シアターシンドローム(演劇症候群)

北海道の新聞記者の松本悌一による、札幌演劇についてのシアターシンドローム(演劇症候群)ブログ

2009年01月

やまびこ座・こぐま座プロデュース人形劇 アイヌの超人伝説「空とぶ少年 ポイヤウンペの冒険」3

 過去、「シンデレラ」などを題材に人形劇を制作してきたやまびこ座が、アイヌ民族のユカラ(英雄叙事詩)を初めて人形劇化。専門家に指導を仰ぎ、衣装の研究などに1年の歳月をかけて、初演を迎えた。

 突然悪者にさらわれた妹とフィアンセを助けるため、神に力を授かって、空を飛んで悪者を追いかける少年ポイヤウンペの活躍を描く。

 アイヌ文化伝承者として知られる故織田ステノさんが語ったものが原作。当初、この原作を元にもう少し脚色した作品作りを考えていたようだが、専門家の意見を取り入れ、原作に忠実に再現するよう軌道修正。人形劇としては不自由だったかもしれないが、まずは本番にこぎ着けたこの試みに拍手。

 人形劇としては前半、女の子二人がさらわれるシーンでは、悪者が女の子を捕まえると、人形三体の後ろで使い手たちが団子状態になって、見苦しかったが、これは再演を重ねる内に修正されるはず。

 最後は、アイヌ民族の踊り。とてもオリジナリティあふれる舞台になっていると思う。ぜひ多く再演を重ねて、育ててほしい作品だ。

(2009年1月17日14:00、札幌市こどもの劇場やまびこ座)

劇団遊劇社第13回公演 小作品集(アンソロジー)『ソウ』3

個人的に、小説の短編集が嫌いです。舞台設定、人物設定をいちいち頭に入れ直さなければならず、特に最初の数ページがまどろっこしいからです。

この作品も、小説だったり、落語だったり、さまざまな短編をつなぎ合わせて一本の作品にまとめたもの。いろんな役者の組み合わせによる二人芝居(私が見た回は「進藤智生×かとうしゅう」の組み合わせでした)なので、人物設定は思ったより分かりにくくはないのですが、やっぱり短編集の弱点はそのままです。

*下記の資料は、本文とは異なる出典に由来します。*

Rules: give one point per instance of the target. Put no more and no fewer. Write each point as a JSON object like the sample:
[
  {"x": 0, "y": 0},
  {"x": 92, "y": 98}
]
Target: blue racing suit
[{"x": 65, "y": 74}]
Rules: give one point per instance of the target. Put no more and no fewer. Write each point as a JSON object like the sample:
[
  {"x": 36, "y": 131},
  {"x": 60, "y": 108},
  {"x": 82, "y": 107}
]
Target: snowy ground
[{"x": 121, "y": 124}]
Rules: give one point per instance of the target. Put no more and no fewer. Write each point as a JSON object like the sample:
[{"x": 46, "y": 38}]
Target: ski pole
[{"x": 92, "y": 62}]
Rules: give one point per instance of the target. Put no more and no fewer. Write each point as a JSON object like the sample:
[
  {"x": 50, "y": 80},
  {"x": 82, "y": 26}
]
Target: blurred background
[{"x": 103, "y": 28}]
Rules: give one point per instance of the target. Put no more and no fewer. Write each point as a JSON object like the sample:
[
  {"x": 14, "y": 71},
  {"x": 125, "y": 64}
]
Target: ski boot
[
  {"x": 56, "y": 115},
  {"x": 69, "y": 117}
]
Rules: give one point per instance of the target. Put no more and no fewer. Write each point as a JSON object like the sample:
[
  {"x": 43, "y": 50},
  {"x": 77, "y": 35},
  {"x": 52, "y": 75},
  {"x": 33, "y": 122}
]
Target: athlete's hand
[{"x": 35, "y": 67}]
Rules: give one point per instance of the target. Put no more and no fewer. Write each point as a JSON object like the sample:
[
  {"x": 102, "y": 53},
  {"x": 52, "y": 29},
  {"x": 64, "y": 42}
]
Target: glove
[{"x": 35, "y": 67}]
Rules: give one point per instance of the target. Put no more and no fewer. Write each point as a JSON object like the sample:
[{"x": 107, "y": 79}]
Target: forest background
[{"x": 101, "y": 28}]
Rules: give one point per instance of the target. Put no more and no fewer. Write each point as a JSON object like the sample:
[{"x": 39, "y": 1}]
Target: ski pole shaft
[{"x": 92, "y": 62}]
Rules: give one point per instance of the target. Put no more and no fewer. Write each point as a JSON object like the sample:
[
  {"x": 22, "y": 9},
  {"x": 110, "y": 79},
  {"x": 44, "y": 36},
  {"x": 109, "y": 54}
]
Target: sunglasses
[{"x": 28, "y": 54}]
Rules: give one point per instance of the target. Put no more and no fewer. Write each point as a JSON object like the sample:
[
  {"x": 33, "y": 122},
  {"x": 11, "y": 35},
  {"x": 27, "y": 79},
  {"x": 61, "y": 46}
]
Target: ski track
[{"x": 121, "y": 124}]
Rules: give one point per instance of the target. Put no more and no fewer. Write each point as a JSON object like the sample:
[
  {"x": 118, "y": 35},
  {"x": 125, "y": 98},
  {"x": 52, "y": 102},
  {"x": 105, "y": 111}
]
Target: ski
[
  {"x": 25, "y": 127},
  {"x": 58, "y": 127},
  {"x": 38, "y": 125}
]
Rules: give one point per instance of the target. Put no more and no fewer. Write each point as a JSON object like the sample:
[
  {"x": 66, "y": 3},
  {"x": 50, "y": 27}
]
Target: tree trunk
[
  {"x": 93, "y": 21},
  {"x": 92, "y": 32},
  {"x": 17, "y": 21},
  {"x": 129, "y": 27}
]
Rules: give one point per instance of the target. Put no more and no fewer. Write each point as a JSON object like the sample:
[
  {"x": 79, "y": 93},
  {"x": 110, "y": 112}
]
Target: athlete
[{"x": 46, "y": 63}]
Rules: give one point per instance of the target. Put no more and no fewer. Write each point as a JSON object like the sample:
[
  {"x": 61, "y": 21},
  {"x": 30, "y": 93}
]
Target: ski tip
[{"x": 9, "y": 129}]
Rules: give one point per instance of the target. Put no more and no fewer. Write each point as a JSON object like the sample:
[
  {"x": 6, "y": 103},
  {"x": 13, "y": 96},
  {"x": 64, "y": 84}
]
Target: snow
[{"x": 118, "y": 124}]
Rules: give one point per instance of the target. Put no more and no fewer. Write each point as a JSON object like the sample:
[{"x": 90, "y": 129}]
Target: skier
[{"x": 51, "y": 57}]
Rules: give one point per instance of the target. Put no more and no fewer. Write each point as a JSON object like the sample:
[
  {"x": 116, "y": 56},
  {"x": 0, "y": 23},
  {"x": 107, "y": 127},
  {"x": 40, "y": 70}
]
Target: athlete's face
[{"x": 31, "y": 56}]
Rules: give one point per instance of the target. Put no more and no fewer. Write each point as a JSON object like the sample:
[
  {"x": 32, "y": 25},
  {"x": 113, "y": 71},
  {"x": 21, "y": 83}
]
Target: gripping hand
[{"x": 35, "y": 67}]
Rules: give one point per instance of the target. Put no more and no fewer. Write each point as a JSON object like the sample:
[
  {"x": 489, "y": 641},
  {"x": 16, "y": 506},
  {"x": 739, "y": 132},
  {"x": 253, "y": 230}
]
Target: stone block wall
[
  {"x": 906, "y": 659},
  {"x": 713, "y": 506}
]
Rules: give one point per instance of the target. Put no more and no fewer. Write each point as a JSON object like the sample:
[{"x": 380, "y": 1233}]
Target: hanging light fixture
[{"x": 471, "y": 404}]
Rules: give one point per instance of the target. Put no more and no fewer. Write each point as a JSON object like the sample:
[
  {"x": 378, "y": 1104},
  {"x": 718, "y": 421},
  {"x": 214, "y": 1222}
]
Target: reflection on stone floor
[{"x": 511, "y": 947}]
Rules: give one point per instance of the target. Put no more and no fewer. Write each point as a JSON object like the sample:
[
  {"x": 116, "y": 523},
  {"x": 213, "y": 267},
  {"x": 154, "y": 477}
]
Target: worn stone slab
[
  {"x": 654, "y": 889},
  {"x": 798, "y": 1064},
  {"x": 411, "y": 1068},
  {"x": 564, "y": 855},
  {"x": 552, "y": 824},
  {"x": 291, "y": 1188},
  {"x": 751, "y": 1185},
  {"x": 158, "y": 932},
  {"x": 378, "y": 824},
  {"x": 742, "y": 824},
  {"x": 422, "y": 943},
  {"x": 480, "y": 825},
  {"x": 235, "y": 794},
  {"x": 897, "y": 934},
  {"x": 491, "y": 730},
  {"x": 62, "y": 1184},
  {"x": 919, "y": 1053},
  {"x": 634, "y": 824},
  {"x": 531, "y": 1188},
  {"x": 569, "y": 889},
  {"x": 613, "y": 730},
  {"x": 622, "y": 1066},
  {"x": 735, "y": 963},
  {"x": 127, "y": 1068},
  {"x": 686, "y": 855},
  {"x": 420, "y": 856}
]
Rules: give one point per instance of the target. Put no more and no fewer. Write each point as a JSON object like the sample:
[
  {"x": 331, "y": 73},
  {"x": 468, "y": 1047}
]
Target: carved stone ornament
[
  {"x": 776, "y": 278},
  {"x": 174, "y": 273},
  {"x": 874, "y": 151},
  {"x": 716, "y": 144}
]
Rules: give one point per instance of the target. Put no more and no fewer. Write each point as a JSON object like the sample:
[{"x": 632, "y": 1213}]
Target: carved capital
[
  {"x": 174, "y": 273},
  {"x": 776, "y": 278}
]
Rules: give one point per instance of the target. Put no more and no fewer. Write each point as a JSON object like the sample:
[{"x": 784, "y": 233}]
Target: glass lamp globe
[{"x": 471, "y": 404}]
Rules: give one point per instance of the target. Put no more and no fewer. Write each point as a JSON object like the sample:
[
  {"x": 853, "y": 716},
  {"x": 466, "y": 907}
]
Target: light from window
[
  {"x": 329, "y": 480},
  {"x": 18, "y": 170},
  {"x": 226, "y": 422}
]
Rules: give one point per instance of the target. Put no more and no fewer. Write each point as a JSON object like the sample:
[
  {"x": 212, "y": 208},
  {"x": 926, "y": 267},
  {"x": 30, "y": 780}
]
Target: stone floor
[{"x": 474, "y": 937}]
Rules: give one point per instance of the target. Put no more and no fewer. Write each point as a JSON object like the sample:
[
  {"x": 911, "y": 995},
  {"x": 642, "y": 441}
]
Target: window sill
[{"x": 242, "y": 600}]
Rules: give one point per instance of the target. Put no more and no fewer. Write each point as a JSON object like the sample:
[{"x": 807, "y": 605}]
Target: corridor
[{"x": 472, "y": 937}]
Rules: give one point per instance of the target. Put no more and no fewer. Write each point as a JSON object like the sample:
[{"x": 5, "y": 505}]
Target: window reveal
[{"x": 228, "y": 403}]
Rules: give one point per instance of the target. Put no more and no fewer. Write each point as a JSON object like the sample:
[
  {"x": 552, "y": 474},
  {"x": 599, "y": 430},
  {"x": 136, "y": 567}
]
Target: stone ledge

話によっては面白いものもあるので、そこそこ楽しめるのですが、そもそも、何でこんなかたちで上演したのでしょうか。ホームページを見ても、劇場で配られたチラシを見てもよく分かりません。ホームページでは、飲み会の様子を紹介したり、単に見に来てと呼びかけたりするより、もっと制作意図とかを解説すべきじゃないでしょうか。芝居を見れば分かるというのは、ちょっと乱暴かと。